Doing the early research for a future upgrade of my stock business CD non-DSP e39 rear deck speakers. Right now, I'm ok (just ok) with the sound of the stock door speakers for highs and mids but bass is lacking for sure. 

In looking at the underside of my e39 rear deck, it appears there are cut outs for larger speakers, I'm told the M5 has 8" or 10" rear deck speakers. Curious what that setup looks like, are they free or with a sound box under them from the factory? Can I modify my rear deck and install larger speakers under the stock smaller grills I have now or do I need to do new grills as well?

Goal is to keep costs to a minimum right now (still going through fluids, tires, rim rehab, etc) so hoping to buy some efficient larger speakers, put them in and get better bass (I know an amp might be required vs. an option).
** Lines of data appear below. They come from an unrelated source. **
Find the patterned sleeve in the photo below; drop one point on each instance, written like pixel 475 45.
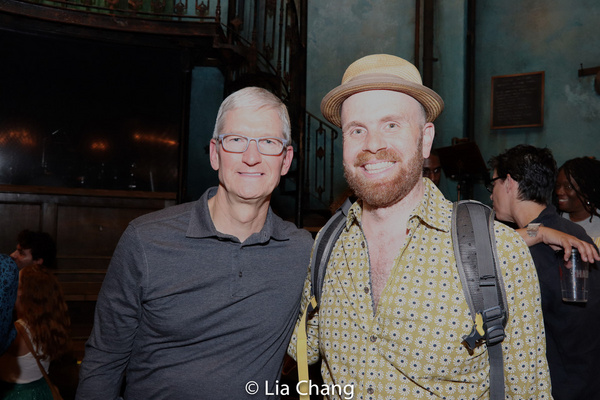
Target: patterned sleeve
pixel 526 371
pixel 9 282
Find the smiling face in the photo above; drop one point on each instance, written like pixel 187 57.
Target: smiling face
pixel 250 175
pixel 568 201
pixel 385 141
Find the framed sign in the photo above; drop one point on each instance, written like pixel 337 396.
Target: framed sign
pixel 518 100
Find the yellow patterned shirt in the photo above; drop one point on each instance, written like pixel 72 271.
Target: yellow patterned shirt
pixel 410 348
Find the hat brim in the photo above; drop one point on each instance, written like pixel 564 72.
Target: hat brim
pixel 332 102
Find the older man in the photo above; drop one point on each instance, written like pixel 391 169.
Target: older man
pixel 392 310
pixel 200 299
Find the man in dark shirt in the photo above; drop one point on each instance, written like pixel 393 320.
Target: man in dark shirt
pixel 200 299
pixel 523 182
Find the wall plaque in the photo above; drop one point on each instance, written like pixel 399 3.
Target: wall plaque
pixel 518 100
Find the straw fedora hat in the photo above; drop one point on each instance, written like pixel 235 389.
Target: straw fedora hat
pixel 381 72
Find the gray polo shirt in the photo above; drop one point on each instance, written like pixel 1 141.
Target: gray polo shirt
pixel 190 313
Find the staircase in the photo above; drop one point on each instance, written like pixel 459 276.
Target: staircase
pixel 255 42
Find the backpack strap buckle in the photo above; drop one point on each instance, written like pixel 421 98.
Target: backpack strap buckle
pixel 493 319
pixel 488 328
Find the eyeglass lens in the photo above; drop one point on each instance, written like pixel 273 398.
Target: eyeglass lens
pixel 240 143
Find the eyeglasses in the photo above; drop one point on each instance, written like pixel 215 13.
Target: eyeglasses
pixel 490 185
pixel 269 146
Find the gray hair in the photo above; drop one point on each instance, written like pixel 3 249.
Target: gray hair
pixel 254 98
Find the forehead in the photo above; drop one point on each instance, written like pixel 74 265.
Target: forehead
pixel 379 103
pixel 432 162
pixel 253 122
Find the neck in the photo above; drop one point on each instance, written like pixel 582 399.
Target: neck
pixel 237 217
pixel 527 211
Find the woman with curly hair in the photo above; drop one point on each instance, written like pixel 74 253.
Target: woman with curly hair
pixel 42 312
pixel 578 194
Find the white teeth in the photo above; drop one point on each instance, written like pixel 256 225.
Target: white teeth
pixel 378 166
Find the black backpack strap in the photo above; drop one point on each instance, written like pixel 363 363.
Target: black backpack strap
pixel 324 246
pixel 477 262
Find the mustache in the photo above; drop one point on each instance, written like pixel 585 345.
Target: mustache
pixel 382 155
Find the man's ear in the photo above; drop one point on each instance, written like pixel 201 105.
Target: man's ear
pixel 428 136
pixel 287 161
pixel 511 185
pixel 214 155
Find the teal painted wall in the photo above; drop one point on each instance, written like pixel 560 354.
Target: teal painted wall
pixel 553 36
pixel 340 32
pixel 512 37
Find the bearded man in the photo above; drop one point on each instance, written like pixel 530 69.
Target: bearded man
pixel 392 310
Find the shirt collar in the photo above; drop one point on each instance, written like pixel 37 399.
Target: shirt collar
pixel 201 225
pixel 433 210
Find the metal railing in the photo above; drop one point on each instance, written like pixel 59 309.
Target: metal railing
pixel 321 141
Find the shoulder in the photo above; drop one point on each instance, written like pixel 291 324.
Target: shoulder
pixel 169 213
pixel 567 226
pixel 508 240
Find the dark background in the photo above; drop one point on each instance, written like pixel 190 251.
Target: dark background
pixel 77 113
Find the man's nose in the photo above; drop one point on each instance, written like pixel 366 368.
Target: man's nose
pixel 252 156
pixel 374 142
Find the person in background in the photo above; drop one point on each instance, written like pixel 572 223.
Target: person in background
pixel 578 194
pixel 34 248
pixel 523 183
pixel 9 281
pixel 432 168
pixel 392 311
pixel 43 314
pixel 200 299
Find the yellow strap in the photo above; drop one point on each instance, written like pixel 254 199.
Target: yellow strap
pixel 302 353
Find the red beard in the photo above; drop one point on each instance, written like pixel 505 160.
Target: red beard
pixel 380 193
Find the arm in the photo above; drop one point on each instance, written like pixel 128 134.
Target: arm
pixel 107 351
pixel 560 240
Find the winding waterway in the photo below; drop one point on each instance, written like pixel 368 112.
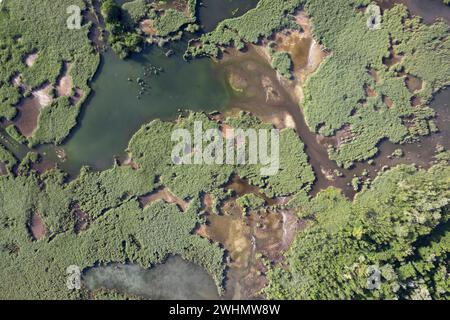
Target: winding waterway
pixel 128 94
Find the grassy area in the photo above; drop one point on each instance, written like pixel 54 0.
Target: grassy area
pixel 336 95
pixel 7 158
pixel 399 225
pixel 26 29
pixel 258 23
pixel 282 63
pixel 119 229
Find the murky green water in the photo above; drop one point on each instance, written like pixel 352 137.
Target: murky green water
pixel 114 112
pixel 214 11
pixel 176 279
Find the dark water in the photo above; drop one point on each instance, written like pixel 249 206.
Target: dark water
pixel 114 112
pixel 176 279
pixel 212 12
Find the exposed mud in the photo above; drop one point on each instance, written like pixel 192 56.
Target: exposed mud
pixel 252 241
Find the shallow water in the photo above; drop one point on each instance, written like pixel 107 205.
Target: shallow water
pixel 116 110
pixel 212 12
pixel 176 279
pixel 429 10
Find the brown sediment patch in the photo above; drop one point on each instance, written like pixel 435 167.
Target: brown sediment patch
pixel 37 227
pixel 43 95
pixel 272 95
pixel 31 59
pixel 305 52
pixel 237 83
pixel 64 86
pixel 247 239
pixel 344 134
pixel 163 194
pixel 227 131
pixel 127 161
pixel 414 84
pixel 78 95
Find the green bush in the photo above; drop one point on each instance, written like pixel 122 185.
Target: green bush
pixel 281 62
pixel 398 226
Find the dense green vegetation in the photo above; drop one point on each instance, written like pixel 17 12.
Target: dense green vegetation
pixel 262 21
pixel 250 202
pixel 336 95
pixel 282 63
pixel 171 21
pixel 26 29
pixel 119 229
pixel 398 226
pixel 123 37
pixel 6 158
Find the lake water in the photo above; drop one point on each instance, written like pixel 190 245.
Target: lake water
pixel 212 12
pixel 116 110
pixel 176 279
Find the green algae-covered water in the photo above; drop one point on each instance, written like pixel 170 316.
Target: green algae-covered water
pixel 212 12
pixel 116 110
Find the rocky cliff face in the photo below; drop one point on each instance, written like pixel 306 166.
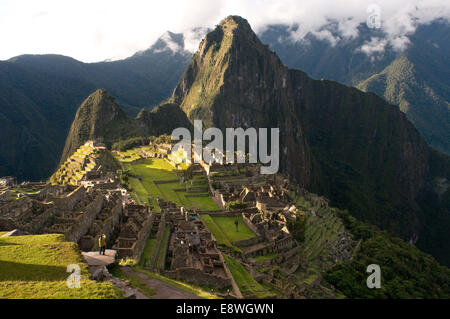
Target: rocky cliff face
pixel 235 81
pixel 351 146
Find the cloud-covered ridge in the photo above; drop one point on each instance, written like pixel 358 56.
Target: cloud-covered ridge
pixel 97 30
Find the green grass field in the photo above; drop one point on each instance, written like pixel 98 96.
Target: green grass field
pixel 157 170
pixel 160 257
pixel 195 290
pixel 35 267
pixel 248 286
pixel 228 227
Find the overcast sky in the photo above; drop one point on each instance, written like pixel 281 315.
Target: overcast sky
pixel 92 31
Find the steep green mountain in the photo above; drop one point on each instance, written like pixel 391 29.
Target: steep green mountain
pixel 400 84
pixel 39 95
pixel 100 118
pixel 351 146
pixel 416 79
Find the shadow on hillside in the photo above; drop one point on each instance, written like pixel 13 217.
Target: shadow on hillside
pixel 13 271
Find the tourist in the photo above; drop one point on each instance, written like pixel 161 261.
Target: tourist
pixel 102 244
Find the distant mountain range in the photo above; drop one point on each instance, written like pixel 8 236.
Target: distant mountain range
pixel 353 147
pixel 39 95
pixel 416 79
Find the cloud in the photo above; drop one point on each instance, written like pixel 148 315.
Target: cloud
pixel 97 30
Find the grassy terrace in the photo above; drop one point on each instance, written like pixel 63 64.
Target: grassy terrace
pixel 154 171
pixel 248 286
pixel 195 290
pixel 35 267
pixel 224 230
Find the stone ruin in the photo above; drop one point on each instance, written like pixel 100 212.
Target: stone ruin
pixel 193 253
pixel 134 230
pixel 8 181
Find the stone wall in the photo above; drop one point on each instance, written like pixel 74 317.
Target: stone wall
pixel 68 202
pixel 110 223
pixel 250 224
pixel 248 242
pixel 143 235
pixel 81 227
pixel 159 234
pixel 196 276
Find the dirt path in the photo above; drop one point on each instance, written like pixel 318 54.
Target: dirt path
pixel 163 290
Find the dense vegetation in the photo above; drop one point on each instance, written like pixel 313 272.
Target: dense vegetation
pixel 41 93
pixel 124 145
pixel 406 272
pixel 420 87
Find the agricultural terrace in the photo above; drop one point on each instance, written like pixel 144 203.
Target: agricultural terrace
pixel 152 178
pixel 35 267
pixel 248 286
pixel 224 229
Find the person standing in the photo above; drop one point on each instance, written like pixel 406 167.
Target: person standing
pixel 102 244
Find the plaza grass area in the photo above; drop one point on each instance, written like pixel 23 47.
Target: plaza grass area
pixel 35 267
pixel 248 286
pixel 158 179
pixel 200 292
pixel 228 227
pixel 224 230
pixel 160 257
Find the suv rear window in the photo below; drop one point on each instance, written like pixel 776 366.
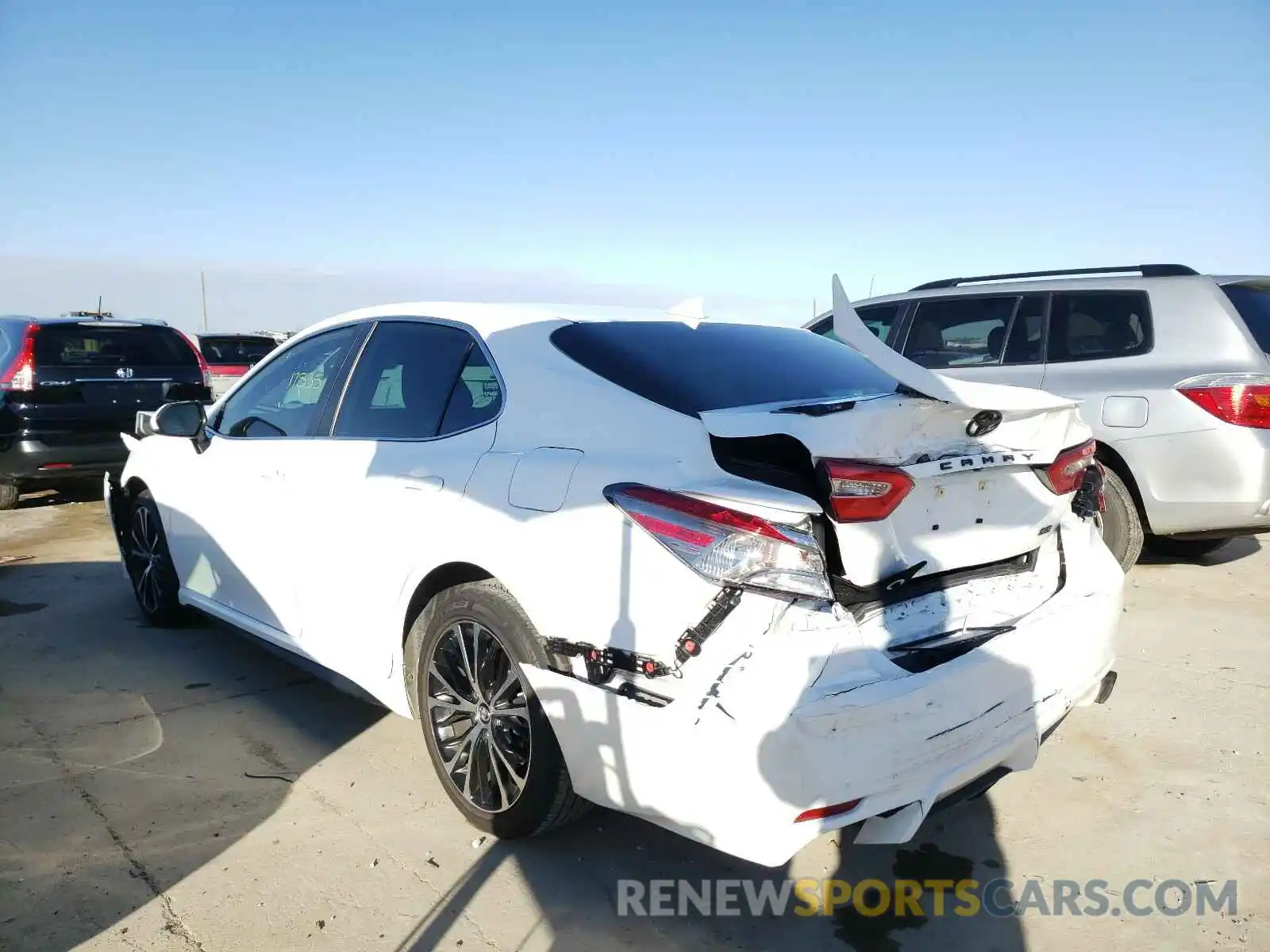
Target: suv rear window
pixel 1253 302
pixel 715 366
pixel 1091 325
pixel 234 349
pixel 111 346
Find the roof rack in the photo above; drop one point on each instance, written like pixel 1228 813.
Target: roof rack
pixel 1146 271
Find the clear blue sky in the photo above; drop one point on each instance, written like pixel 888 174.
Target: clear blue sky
pixel 749 149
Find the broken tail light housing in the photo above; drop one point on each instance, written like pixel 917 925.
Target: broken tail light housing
pixel 864 492
pixel 1242 399
pixel 21 372
pixel 727 546
pixel 1067 473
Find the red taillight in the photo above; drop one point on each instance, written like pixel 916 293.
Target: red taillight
pixel 727 546
pixel 1067 471
pixel 202 363
pixel 1242 399
pixel 825 812
pixel 864 492
pixel 21 374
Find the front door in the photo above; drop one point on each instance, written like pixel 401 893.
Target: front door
pixel 249 522
pixel 414 419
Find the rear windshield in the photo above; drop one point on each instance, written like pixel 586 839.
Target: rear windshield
pixel 1253 302
pixel 715 366
pixel 234 349
pixel 94 344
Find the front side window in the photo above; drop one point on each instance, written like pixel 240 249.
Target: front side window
pixel 417 381
pixel 1090 325
pixel 880 319
pixel 283 399
pixel 959 332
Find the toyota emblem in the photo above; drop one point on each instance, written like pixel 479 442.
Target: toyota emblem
pixel 983 423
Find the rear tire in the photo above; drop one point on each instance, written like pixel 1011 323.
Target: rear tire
pixel 487 735
pixel 1121 524
pixel 1185 549
pixel 149 562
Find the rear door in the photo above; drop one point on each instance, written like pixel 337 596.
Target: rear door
pixel 90 378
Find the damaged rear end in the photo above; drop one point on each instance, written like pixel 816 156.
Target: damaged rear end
pixel 912 593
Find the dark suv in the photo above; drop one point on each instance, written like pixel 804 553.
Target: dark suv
pixel 69 386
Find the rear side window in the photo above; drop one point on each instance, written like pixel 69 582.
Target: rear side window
pixel 959 332
pixel 1253 302
pixel 880 319
pixel 1092 325
pixel 106 346
pixel 714 366
pixel 412 378
pixel 233 351
pixel 1028 333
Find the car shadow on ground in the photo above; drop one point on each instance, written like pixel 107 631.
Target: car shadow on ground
pixel 133 755
pixel 1232 551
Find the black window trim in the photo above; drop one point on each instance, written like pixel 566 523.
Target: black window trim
pixel 343 372
pixel 328 429
pixel 1149 327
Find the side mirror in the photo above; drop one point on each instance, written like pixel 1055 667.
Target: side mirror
pixel 186 418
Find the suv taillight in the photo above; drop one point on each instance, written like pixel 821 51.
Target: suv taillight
pixel 1242 399
pixel 202 363
pixel 725 546
pixel 1067 473
pixel 21 374
pixel 864 492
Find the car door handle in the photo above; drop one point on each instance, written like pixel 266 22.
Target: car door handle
pixel 423 484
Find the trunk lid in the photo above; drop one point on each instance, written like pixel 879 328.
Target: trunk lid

Have some basic questions:

1. what kind of power is being driven to the stock speakers now?
2. what kind of speaker can I plug into the existing amp and have it work (no amp upgrade), is this possible?
3. how big are the "upgraded" e39 rear deck speakers in an M5? how many watts do they require?
4. can I add an amp for just the rear speakers and still control everything from the stock head?

I've read all sorts of posts for sound boxes, ski pass boxes, etc and really want to keep everything in the rear deck with minimal intrusion into the trunk if possible (still need to fit 3x sets of golf clubs in there, spring is around the corner!

Thanks.


----------